Photoswitchable quantum electrodynamics in a hybrid plasmonic quantum emitter
Yuan Liu,
Hongwei Zhou,
Peng Xue,
Linhan Lin,
Hong-Bo Sun
Affiliations
Yuan Liu
State Key Laboratory of Precision Measurement Technology and Instruments, Department of Precision Instrument, Tsinghua University, Beijing 100084, China
Hongwei Zhou
State Key Laboratory of Precision Measurement Technology and Instruments, Department of Precision Instrument, Tsinghua University, Beijing 100084, China
Peng Xue
Beijing Computational Science Research Center, Beijing 100084, China
Linhan Lin
State Key Laboratory of Precision Measurement Technology and Instruments, Department of Precision Instrument, Tsinghua University, Beijing 100084, China; Corresponding author at: State Key Laboratory of Precision Measurement Technology and Instruments, Department of Precision Instrument, Tsinghua University, Beijing 100084, China.
Hong-Bo Sun
Corresponding author at: State Key Laboratory of Precision Measurement Technology and Instruments, Department of Precision Instrument, Tsinghua University, Beijing 100084, China.; State Key Laboratory of Precision Measurement Technology and Instruments, Department of Precision Instrument, Tsinghua University, Beijing 100084, China; State Key Laboratory of Integrated Optoelectronics, College of Electronic Science and Engineering, Jilin University, Changchun 130012, China
ABSTRACT: The design and preparation of quantum states free from environmental decohering effects is critically important for the development of on-chip quantum systems with robustness.

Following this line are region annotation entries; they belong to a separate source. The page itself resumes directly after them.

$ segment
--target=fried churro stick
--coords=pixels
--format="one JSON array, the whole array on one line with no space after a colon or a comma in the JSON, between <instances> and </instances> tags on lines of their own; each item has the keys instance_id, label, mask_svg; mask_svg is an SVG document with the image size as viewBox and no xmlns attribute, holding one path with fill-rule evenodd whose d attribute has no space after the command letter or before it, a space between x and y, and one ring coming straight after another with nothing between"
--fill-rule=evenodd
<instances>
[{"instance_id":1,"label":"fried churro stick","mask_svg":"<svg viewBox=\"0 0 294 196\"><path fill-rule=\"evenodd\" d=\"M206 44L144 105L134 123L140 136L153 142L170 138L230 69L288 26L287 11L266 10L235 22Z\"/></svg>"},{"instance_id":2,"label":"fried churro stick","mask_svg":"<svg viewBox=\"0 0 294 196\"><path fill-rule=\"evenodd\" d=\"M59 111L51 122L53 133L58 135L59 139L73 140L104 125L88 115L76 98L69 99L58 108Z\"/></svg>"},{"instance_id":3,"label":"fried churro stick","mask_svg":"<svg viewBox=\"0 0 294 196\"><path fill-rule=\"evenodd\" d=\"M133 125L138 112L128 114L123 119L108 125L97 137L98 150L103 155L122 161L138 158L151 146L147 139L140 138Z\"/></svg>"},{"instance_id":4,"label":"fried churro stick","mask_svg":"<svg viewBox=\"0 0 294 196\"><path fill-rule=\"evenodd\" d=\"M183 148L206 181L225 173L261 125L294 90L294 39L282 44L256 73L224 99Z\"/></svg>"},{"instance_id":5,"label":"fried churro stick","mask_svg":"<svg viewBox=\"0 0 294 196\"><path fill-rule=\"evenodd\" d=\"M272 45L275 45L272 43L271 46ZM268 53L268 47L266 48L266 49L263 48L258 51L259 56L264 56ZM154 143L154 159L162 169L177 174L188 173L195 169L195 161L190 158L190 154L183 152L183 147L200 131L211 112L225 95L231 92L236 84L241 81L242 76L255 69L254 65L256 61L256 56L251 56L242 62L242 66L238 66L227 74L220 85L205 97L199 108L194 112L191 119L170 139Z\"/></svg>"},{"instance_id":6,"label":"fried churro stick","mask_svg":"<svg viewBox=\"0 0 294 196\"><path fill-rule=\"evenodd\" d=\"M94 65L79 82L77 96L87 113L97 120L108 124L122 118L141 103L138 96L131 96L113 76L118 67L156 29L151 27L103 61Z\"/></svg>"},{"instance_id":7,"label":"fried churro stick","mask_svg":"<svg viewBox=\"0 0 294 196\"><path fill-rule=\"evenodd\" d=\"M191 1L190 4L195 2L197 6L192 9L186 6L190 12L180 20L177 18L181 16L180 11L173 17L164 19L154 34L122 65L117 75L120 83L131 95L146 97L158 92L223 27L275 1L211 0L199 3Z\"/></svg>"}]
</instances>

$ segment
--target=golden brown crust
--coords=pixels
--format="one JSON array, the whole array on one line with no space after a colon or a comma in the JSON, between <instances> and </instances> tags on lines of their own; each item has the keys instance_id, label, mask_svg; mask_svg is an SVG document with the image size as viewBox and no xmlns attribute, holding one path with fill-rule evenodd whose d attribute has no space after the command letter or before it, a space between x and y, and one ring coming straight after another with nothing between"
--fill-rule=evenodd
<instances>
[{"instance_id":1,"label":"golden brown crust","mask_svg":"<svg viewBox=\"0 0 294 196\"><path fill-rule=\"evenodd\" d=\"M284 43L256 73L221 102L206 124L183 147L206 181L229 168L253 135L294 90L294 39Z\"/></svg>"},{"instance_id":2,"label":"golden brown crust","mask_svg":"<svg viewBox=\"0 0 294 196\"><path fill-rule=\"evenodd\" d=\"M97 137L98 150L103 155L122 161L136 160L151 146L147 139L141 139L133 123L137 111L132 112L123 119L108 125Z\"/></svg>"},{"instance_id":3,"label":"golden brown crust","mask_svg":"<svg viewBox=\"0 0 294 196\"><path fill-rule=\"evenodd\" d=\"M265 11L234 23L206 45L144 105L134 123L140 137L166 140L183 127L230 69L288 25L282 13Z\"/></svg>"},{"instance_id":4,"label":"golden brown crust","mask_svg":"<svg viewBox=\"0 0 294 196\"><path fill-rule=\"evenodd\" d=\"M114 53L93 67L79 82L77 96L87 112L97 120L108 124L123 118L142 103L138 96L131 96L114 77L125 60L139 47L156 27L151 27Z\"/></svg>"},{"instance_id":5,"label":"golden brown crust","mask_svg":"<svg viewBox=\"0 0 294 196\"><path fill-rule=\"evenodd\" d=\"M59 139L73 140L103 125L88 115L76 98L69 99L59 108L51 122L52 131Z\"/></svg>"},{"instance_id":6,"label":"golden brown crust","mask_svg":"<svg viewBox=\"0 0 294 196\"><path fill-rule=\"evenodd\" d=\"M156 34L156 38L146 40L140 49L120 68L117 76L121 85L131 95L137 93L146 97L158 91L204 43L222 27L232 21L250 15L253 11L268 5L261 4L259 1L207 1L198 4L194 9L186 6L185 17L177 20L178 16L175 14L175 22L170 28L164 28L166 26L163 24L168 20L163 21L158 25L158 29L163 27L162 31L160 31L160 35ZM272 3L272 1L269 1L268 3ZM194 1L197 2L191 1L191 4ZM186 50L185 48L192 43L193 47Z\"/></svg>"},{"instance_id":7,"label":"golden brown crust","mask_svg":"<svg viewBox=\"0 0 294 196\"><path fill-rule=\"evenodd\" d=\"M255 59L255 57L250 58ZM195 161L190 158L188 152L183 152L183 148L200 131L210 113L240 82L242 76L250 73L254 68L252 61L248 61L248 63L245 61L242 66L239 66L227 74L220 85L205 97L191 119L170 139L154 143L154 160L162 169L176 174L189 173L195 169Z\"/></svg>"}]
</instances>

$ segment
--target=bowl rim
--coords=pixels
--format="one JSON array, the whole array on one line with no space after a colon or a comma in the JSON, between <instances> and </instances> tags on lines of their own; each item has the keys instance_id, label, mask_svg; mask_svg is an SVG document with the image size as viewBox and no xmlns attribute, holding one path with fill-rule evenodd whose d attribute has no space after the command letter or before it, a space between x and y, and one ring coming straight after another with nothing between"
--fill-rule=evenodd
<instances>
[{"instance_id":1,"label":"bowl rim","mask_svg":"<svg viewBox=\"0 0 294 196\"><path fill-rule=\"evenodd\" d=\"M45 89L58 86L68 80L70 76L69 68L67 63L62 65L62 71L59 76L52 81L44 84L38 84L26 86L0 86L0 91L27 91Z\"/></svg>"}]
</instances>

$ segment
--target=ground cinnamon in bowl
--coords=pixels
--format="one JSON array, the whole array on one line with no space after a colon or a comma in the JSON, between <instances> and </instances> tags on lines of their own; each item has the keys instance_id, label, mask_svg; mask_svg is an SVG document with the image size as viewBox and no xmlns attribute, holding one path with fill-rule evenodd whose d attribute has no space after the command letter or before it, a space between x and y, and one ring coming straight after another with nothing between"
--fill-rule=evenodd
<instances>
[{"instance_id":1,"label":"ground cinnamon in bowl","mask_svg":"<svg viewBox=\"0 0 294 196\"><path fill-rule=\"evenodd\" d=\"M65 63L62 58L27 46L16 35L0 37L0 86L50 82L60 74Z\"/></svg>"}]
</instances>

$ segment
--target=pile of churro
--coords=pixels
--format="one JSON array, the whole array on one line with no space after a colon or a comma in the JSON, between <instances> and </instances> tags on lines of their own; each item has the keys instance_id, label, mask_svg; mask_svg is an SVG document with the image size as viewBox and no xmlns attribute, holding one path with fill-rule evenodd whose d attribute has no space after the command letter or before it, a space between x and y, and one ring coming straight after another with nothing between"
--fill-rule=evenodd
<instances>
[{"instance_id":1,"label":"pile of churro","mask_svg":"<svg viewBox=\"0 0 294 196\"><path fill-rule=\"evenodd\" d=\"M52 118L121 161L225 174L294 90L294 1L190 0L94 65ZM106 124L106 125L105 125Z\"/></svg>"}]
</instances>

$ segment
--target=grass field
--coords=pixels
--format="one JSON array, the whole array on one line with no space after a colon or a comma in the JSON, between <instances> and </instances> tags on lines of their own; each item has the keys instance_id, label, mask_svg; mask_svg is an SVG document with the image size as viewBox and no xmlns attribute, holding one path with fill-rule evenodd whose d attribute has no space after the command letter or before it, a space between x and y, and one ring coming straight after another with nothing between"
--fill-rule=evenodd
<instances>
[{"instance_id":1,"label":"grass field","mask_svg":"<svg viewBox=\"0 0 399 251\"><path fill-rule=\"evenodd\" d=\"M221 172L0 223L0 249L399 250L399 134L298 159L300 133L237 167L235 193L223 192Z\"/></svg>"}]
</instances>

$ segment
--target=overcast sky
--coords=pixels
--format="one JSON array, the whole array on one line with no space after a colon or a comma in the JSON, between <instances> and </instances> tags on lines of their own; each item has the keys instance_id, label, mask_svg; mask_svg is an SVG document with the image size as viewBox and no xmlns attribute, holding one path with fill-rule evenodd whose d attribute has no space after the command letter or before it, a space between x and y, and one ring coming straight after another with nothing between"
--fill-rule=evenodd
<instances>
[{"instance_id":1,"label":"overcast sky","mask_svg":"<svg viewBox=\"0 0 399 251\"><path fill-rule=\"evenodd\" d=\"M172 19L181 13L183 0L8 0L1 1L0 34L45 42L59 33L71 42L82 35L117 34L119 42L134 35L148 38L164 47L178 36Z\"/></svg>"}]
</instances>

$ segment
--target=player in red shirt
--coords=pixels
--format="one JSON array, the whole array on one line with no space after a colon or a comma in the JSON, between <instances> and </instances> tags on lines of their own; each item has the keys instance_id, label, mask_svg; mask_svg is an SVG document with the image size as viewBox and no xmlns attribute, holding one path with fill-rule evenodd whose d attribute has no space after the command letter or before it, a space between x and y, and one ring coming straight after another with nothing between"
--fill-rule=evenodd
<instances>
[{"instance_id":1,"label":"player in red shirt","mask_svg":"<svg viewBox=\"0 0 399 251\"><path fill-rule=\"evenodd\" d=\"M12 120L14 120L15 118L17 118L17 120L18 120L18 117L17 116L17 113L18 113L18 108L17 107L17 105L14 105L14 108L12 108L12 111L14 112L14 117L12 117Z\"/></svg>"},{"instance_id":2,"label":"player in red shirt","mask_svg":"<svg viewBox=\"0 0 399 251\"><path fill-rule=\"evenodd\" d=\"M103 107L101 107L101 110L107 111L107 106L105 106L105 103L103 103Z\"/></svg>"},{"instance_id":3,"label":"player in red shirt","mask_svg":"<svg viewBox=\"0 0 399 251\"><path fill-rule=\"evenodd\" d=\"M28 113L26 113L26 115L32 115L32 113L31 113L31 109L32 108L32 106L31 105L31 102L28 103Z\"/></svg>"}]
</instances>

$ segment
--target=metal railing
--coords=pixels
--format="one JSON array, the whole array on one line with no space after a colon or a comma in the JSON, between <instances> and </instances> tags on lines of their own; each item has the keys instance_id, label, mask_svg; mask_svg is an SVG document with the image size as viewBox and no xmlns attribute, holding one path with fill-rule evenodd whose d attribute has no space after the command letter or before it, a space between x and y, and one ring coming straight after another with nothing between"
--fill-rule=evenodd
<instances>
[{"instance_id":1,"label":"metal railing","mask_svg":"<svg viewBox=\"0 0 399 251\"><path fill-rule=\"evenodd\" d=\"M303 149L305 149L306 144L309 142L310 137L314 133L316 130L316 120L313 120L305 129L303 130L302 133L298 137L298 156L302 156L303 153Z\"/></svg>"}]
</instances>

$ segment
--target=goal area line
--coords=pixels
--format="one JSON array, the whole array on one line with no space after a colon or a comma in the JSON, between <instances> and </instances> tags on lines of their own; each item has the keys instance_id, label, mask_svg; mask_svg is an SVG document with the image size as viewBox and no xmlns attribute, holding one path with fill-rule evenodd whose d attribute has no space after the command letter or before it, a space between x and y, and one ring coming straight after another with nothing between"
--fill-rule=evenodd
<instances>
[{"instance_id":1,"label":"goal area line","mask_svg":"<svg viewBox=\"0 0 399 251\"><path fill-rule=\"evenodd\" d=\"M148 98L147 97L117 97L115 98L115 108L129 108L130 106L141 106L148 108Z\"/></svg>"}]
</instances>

One promising strategy is to harness quantum state superposition to construct decoherence-free subspace (DFS), which is termed dark state. Typically, the excitation of dark states relies on anti-phase-matching on two qubits and the inter-qubit distance is of wavelength scale, which limits the development of compact quantum chips. In the current work, a hybrid plasmonic quantum emitter was proposed, which was composed of strongly correlated quantum emitters intermediated by a plasmonic nanocavity. Through turning the plasmonic loss from drawback into advantage, the anti-phase-matching rule was broken by rapidly decaying the superposed bright state and preparing a sub-100 nm dark state with decay rate reduced by 3 orders of magnitudes. More interestingly, the dark state could be optically switched to a single-photon emitter with enhanced brightness through photon-blockade, with the quantum second order correlation function at zero delay showing a wide range of tunability down to 0.02.